Nous assistons une nouvelle fois au détournement des fonds de la Caisse nationale de solidarité pour l’autonomie, la CNSA, pour compenser le désengagement de l’État. À cela s’ajoute la décision de faire porter la charge des aménagements en faveur de l’accessibilité des établissements publics aux collectivités territoriales. Or la diminution des dotations financières est déjà particulièrement injuste tant pour les communes que pour les personnes concernées.
Nous sommes donc confrontés à un grand écart entre les discours volontaristes du comité interministériel du handicap et les moyens financiers prévus par le projet de loi de finances pour 2015.
Les crédits du programme « Égalité entre les femmes et les hommes » restent stables à 25,2 millions d’euros, mais nous nous interrogeons sur les moyens de financement du volet d’accompagnement social de la proposition de loi renforçant la lutte contre le système prostitutionnel. Si le texte n’a pas encore été inscrit à l’ordre du jour de notre assemblée, il n’en demeure pas moins que, en l’absence de budgétisation, il constitue une coquille vide pour l’accompagnement social.
Par ailleurs, nous constatons avec regret que le programme ne prévoit pas de revalorisation du montant du complément de libre choix d’activité versé pendant le congé parental. La seule solution pour inciter les pères à prendre ce congé consisterait à revaloriser le montant du complément ; les couples pourraient ainsi choisir librement.
Je souhaiterais dire quelques mots sur les personnes handicapées vieillissantes.
En commission, le manque de dispositifs adaptés à l’accompagnement des personnes vieillissantes a été souligné ; je partage les remarques qui ont été faites. Nous constatons en effet des carences dans la formation des professionnels concernés et un manque d’implication des pouvoirs publics. Tout cela contraint les maisons d’accueil spécialisées et les établissements d’hébergement pour personnes âgées dépendantes, les EHPAD, à se débrouiller avec leurs moyens pour faire face à des besoins croissants. Le projet de loi relatif à l’adaptation de la société au vieillissement ne semble pas apporter de réponse à cette situation.
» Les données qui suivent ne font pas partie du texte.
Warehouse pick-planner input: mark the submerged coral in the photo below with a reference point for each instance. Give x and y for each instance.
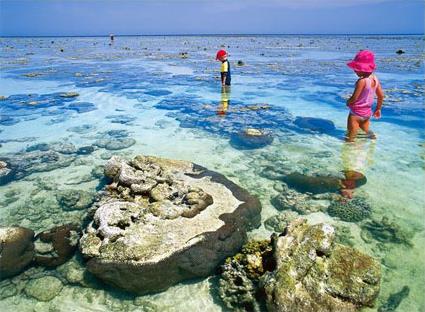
(302, 269)
(162, 221)
(353, 210)
(279, 222)
(394, 300)
(240, 276)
Madame la secrétaire d’État, pourriez-vous nous en donner les raisons ?
Enfin, le programme « Conduite et soutien des politiques sanitaires, sociales, du sport, de la jeunesse et de la vie associative », qui regroupe essentiellement les crédits de fonctionnement des ministères sociaux et des agences régionales de santé nous interpelle. En effet, les ARS subissent une baisse d’effectifs : leur plafond d’emplois diminue de 253 équivalents temps plein en 2015.
Si nous continuons à penser que l’organisation du système de santé et certaines des prérogatives des ARS ne correspondent pas à notre projet de service public de la santé, nous ne sommes pas pour autant favorables à la diminution des effectifs des ARS. Notons que, malgré la suppression de 253 équivalents temps plein, le projet de loi de financement de la sécurité sociale, tel qu’il a été voté par le Sénat ce jeudi, prévoit d’élargir les compétences des ARS au contrôle de la qualité et de la sécurité des établissements publics. Comme l’ensemble du groupe CRC, je suis particulièrement dubitative face à cette nouvelle formule – elle n’est d’ailleurs pas si nouvelle, hélas – consistant à vouloir toujours faire plus et mieux avec moins !
En conclusion, nous pensons que d’autres ambitions sont nécessaires : arrêter les diminutions d’effectifs, mettre l’humain au cœur des politiques et instaurer une nouvelle répartition des richesses pour que, dans la période de crise actuelle, la mission « Solidarité, insertion et égalité des chances » dispose réellement des moyens dont elle a besoin.